Reputation: 275
I'm using the requests library to get a lot of webpages from somewhere. He's the pertinent code:
response = requests.Session()
retries = Retry(total=5, backoff_factor=.1)
response.mount('http://', HTTPAdapter(max_retries=retries))
response = response.get(url)
After a while it just hangs/freezes (never on the same webpage) while getting the page. Here's the traceback when I interrupt it:
File "/Users/Student/Hockey/Scrape/html_pbp.py", line 21, in get_pbp
response = r.read().decode('utf-8')
File "/anaconda/lib/python3.6/http/client.py", line 456, in read
return self._readall_chunked()
File "/anaconda/lib/python3.6/http/client.py", line 566, in _readall_chunked
value.append(self._safe_read(chunk_left))
File "/anaconda/lib/python3.6/http/client.py", line 612, in _safe_read
chunk = self.fp.read(min(amt, MAXAMOUNT))
File "/anaconda/lib/python3.6/socket.py", line 586, in readinto
return self._sock.recv_into(b)
KeyboardInterrupt
Does anybody know what could be causing it? Or (more importantly) does anybody know a way to stop it if it takes more than a certain amount of time so that I could try again?
Upvotes: 22
Views: 48169
Reputation: 12877
Patching the documented "send" function will fix this for all requests - even in many dependent libraries and sdk's. When patching libs, be sure to patch supported/documented functions, otherwise you may wind up silently losing the effect of your patch.
import requests
DEFAULT_TIMEOUT = 180
old_send = requests.Session.send
def new_send(*args, **kwargs):
if kwargs.get("timeout", None) is None:
kwargs["timeout"] = DEFAULT_TIMEOUT
return old_send(*args, **kwargs)
requests.Session.send = new_send
The effects of not having any timeout are quite severe, and the use of a default timeout can almost never break anything - because TCP itself has timeouts as well.
On Windows the default TCP timeout is 240 seconds, TCP RFC recommend a minimum of 100 seconds for RTO*retry. Somewhere in that range is a safe default.
Upvotes: 4
Reputation: 9845
To set timeout globally instead of specifying in every request:
from requests.adapters import TimeoutSauce
REQUESTS_TIMEOUT_SECONDS = float(os.getenv("REQUESTS_TIMEOUT_SECONDS", 5))

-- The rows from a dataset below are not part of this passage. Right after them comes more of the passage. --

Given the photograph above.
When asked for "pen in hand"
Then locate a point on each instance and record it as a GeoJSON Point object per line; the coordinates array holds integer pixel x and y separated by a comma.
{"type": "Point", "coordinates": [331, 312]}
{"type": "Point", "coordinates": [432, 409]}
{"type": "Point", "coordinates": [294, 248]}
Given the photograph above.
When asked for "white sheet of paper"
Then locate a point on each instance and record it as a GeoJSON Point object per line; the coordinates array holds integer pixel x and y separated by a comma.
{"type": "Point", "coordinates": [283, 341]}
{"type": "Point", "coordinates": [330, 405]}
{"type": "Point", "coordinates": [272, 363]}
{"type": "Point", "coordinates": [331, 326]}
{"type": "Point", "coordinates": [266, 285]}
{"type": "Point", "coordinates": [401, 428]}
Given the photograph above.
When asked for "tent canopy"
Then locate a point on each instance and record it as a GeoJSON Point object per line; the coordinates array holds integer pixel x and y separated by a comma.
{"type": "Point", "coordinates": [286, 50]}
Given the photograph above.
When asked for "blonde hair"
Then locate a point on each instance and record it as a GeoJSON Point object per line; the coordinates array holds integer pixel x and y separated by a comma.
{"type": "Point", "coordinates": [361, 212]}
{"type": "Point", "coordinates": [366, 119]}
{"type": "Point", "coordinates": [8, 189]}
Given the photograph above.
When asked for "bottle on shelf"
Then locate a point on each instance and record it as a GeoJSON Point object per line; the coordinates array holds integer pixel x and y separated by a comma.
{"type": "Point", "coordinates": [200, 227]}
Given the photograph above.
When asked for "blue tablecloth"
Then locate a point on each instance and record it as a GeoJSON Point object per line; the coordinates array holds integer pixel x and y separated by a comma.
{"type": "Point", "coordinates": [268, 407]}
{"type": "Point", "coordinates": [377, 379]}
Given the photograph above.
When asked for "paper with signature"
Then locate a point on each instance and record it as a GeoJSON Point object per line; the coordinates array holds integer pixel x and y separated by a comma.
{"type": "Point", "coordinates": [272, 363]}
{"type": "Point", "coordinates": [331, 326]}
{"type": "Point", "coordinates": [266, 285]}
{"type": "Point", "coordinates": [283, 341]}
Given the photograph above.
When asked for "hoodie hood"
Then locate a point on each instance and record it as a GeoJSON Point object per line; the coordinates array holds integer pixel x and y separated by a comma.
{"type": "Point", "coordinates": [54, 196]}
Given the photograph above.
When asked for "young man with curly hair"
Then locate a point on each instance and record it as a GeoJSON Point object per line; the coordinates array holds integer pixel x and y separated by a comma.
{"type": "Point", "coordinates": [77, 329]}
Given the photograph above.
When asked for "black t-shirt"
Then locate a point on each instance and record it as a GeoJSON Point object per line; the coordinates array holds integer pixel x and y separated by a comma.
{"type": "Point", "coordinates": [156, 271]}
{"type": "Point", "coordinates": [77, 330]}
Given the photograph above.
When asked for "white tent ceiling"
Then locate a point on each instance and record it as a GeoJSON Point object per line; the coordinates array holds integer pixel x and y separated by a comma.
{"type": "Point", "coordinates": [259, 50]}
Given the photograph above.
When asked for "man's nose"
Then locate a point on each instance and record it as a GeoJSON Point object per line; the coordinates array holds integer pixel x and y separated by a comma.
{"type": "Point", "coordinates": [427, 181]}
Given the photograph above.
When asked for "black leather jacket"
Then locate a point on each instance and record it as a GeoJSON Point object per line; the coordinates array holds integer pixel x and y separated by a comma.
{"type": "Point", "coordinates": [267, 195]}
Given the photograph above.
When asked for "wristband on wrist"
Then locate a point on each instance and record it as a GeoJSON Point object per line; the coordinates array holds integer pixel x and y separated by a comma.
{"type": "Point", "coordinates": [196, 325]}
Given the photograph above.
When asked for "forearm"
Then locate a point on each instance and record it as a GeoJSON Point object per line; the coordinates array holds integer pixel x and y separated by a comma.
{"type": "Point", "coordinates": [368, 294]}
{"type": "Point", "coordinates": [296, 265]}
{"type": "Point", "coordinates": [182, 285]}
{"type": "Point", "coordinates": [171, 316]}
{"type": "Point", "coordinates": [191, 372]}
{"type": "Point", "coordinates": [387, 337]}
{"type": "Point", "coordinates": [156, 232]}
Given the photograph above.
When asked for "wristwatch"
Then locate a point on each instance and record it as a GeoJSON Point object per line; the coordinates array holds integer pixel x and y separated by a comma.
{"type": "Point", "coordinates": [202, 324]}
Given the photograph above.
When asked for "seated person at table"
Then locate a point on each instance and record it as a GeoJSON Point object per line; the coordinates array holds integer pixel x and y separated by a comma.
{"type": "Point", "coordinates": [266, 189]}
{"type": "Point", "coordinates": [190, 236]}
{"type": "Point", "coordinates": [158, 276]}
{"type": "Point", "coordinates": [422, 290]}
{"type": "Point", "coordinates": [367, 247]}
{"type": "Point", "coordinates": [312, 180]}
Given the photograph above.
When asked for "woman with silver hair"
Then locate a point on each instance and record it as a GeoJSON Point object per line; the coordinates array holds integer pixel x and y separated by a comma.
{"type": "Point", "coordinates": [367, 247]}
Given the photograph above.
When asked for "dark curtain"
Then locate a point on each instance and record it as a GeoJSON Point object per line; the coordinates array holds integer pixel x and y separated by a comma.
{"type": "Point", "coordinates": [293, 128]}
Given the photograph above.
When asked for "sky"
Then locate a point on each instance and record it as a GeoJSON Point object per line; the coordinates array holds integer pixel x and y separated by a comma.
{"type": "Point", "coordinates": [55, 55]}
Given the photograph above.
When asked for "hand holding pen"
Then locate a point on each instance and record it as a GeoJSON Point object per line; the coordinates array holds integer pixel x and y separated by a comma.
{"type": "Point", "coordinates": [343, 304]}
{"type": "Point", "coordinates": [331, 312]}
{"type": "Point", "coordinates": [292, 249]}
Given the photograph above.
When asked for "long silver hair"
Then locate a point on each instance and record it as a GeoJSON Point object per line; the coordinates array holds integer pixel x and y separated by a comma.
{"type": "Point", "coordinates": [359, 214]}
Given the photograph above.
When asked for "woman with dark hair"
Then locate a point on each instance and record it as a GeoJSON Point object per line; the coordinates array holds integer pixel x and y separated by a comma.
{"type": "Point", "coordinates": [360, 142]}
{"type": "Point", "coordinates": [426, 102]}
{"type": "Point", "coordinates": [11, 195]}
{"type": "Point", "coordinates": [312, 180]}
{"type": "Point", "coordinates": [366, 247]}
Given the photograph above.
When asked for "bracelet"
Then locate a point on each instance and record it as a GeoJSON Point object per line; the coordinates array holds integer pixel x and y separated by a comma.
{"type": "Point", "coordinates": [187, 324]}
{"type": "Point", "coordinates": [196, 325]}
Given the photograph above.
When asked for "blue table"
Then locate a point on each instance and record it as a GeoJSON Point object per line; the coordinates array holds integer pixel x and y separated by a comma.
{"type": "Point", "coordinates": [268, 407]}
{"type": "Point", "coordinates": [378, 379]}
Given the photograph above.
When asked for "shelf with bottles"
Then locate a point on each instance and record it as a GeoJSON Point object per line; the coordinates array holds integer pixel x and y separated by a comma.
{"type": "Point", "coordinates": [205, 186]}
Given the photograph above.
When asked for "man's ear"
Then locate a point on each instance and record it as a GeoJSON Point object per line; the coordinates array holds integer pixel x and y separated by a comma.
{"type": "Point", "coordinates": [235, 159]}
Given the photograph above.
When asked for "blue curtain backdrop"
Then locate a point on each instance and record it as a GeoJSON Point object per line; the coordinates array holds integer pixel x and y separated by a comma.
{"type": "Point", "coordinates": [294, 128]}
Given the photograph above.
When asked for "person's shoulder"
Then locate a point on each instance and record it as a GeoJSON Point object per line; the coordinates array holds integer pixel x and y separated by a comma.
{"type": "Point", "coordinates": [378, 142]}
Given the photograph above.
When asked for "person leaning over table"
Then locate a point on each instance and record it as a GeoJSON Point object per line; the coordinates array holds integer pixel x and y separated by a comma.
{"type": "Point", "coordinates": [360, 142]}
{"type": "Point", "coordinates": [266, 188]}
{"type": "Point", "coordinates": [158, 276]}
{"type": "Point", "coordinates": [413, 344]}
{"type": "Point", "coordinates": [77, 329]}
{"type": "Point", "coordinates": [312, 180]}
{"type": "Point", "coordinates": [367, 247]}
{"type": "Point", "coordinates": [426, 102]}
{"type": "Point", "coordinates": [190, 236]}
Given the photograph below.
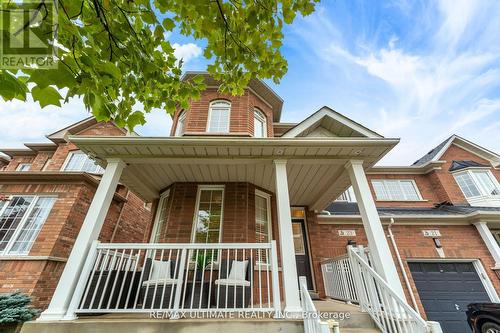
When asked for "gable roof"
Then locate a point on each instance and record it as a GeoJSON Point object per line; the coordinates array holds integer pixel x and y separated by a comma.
{"type": "Point", "coordinates": [332, 121]}
{"type": "Point", "coordinates": [436, 153]}
{"type": "Point", "coordinates": [459, 165]}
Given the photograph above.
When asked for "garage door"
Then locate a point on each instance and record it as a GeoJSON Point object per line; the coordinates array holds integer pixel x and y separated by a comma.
{"type": "Point", "coordinates": [445, 289]}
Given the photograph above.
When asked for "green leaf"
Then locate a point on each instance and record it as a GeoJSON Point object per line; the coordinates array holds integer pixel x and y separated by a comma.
{"type": "Point", "coordinates": [12, 87]}
{"type": "Point", "coordinates": [46, 96]}
{"type": "Point", "coordinates": [168, 24]}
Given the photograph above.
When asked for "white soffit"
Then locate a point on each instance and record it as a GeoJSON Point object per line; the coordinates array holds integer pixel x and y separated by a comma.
{"type": "Point", "coordinates": [336, 123]}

class CustomTimeout(TimeoutSauce):
def __init__(self, *args, **kwargs):
if kwargs["connect"] is None:
kwargs["connect"] = REQUESTS_TIMEOUT_SECONDS
if kwargs["read"] is None:
kwargs["read"] = REQUESTS_TIMEOUT_SECONDS
super().__init__(*args, **kwargs)
# Set it globally, instead of specifying ``timeout=..`` kwarg on each call.
requests.adapters.TimeoutSauce = CustomTimeout
sess = requests.Session()
sess.get(...)
sess.post(...)
Upvotes: 1
Reputation: 18687
Seems like setting a (read) timeout might help you.
Something along the lines of:
response = response.get(url, timeout=5)
(This will set both connect and read timeout to 5 seconds.)
In requests
, unfortunately, neither connect nor read timeouts are set by default, even though the docs say it's good to set it:
Most requests to external servers should have a timeout attached, in case the server is not responding in a timely manner. By default, requests do not time out unless a timeout value is set explicitly. Without a timeout, your code may hang for minutes or more.
Just for completeness, the connect timeout is the number of seconds requests
will wait for your client to establish a connection to a remote machine, and the read timeout is the number of seconds the client will wait between bytes sent from the server.
Upvotes: 36